When I think about penetration testing, I do not think only about servers and firewalls. Many of the most important risks are found in the parts closest to the actual business: applications, industrial environments, connected devices, and physical security.

This is also where I think a test must be both technically strong and practically grounded. If the attack surface is broad, the testing must be focused enough to produce clear results, but realistic enough to say something meaningful about the real world.

Application testing has to start from how the application is actually used

When I test an application, I do not want to look only for generic flaws. I want to understand how the application is used, which function it has in the business, which data it handles, and which flows are most critical. That applies whether it is a web application, client application, or mobile application.

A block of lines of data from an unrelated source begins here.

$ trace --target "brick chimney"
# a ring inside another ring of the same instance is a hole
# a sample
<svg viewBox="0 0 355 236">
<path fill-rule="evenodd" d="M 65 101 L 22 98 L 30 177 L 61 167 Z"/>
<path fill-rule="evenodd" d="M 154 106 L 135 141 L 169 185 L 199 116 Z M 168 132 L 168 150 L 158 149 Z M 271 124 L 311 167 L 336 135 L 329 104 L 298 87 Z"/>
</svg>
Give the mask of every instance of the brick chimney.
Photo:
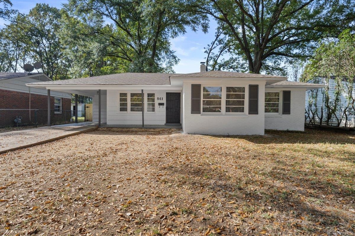
<svg viewBox="0 0 355 236">
<path fill-rule="evenodd" d="M 201 65 L 200 65 L 200 72 L 205 72 L 206 71 L 206 65 L 204 64 L 204 62 L 200 62 Z"/>
</svg>

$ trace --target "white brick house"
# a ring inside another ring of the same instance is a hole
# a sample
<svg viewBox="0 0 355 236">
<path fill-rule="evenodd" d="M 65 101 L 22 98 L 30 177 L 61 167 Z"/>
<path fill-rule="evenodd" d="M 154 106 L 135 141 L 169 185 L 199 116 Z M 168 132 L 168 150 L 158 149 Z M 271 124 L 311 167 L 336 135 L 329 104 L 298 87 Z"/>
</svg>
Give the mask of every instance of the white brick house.
<svg viewBox="0 0 355 236">
<path fill-rule="evenodd" d="M 324 86 L 204 68 L 191 74 L 125 73 L 27 86 L 92 97 L 93 121 L 108 126 L 177 124 L 185 133 L 229 135 L 304 130 L 306 91 Z"/>
</svg>

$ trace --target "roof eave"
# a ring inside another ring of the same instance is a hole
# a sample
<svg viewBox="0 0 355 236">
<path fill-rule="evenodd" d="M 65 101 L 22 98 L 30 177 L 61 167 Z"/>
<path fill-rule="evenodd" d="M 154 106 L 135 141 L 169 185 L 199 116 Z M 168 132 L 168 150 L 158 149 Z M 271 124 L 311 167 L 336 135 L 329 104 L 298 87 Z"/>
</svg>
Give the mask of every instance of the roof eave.
<svg viewBox="0 0 355 236">
<path fill-rule="evenodd" d="M 310 89 L 314 89 L 315 88 L 325 88 L 326 85 L 267 85 L 265 86 L 266 88 L 306 88 L 307 90 Z"/>
</svg>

For me, it is important to test things that truly matter: authentication, authorization, session handling, data flows, error handling, client-to-server logic, exposed APIs, and the kinds of weaknesses that could lead to access to sensitive information or unauthorized functionality.

A good application test must give the development team something useful to work with

For me, an application test is not fully successful if the result stays only within the security function. It must also be usable for those who will fix the problem. That is why I want the findings and recommendations to be written in a way that helps developers, system owners, and technical leads understand what needs to change.

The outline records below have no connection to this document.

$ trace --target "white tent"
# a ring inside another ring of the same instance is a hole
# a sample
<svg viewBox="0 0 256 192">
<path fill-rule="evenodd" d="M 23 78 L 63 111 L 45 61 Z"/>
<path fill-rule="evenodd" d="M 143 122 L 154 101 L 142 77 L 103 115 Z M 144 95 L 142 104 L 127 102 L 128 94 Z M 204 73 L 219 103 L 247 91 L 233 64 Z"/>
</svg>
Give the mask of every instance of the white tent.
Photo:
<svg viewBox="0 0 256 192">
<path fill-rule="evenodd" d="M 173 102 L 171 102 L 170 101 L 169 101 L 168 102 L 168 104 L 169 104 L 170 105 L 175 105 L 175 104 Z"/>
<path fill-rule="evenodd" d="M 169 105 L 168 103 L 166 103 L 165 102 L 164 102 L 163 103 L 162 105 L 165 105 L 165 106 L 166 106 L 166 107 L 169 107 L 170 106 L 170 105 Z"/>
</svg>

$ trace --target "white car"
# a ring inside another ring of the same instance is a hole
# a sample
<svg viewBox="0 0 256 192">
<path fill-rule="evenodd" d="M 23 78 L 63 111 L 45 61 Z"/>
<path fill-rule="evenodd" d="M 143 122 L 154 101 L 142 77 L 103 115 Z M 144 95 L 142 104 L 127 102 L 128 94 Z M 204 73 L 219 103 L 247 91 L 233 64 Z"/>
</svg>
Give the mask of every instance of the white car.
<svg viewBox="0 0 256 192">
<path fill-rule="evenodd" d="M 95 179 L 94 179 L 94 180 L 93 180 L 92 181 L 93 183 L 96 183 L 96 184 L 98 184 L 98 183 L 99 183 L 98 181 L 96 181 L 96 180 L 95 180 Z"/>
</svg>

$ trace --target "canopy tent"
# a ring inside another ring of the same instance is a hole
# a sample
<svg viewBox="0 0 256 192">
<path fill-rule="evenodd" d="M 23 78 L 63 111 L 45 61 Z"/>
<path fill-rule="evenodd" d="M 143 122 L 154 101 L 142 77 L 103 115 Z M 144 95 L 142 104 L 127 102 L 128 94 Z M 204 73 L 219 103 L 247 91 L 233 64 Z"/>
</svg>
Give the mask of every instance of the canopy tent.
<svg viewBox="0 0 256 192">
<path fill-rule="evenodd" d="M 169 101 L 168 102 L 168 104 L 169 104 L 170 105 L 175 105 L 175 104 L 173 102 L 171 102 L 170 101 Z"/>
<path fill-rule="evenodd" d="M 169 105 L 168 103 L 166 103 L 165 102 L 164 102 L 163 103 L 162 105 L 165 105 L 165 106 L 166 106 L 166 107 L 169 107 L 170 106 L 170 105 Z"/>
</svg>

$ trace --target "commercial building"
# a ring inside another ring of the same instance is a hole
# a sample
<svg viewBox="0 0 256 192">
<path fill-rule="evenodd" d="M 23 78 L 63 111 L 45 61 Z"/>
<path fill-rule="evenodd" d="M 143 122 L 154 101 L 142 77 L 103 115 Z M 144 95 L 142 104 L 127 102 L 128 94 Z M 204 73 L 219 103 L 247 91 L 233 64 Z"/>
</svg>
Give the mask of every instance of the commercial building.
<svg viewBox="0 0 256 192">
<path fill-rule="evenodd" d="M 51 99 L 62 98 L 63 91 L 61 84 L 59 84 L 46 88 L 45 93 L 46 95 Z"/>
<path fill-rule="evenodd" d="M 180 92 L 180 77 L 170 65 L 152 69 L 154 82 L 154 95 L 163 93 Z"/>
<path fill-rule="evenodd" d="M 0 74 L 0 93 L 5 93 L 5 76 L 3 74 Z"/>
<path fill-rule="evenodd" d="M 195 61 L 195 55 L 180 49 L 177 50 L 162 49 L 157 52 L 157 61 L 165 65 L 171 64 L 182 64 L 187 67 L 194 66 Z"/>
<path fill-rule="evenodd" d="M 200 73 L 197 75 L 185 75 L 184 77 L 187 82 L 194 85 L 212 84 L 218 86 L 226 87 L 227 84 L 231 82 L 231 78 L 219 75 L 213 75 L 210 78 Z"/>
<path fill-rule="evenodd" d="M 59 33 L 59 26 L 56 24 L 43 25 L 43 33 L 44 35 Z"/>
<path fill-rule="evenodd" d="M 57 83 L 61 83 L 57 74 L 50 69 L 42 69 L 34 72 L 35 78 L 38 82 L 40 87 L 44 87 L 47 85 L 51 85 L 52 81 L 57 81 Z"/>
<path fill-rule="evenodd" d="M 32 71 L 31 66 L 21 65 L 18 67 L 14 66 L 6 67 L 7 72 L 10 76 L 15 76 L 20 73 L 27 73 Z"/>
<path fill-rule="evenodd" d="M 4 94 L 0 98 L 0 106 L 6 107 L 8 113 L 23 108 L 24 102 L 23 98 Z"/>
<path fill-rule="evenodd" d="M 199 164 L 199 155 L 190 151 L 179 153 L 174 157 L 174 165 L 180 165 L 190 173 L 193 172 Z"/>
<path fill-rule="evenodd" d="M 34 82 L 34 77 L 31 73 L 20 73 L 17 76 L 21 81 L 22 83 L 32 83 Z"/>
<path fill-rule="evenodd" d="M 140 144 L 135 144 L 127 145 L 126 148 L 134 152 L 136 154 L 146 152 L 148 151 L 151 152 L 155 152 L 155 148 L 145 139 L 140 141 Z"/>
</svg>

OT and IoT environments require respect for the business

When it comes to OT and IoT environments, I think testing must be particularly thoughtful. These are not environments where you simply apply the exact same approach as in a normal office network. Here I pay special attention to segmentation, supplier connections, communication protocols, exposed interfaces, industrial components, and how well the environment tolerates active and passive testing within safe limits.

Physical security must not be forgotten

Physical security can easily be overlooked in digital security work, but it is often part of the real attack surface. If physical access can bypass other controls, that matters.

I see the whole attack surface as one context

I like to view applications, connected devices, industrial systems, and physical access as parts of the same broader picture rather than isolated areas.

I want the result to be practical, not only impressive

The customer should be left with something useful: a clearer understanding of risk, evidence of what matters, and recommendations that can actually improve the environment.

That is how I want to work with applications, OT/IoT, and physical security: realistically, carefully, and with a strong focus on what matters in practice.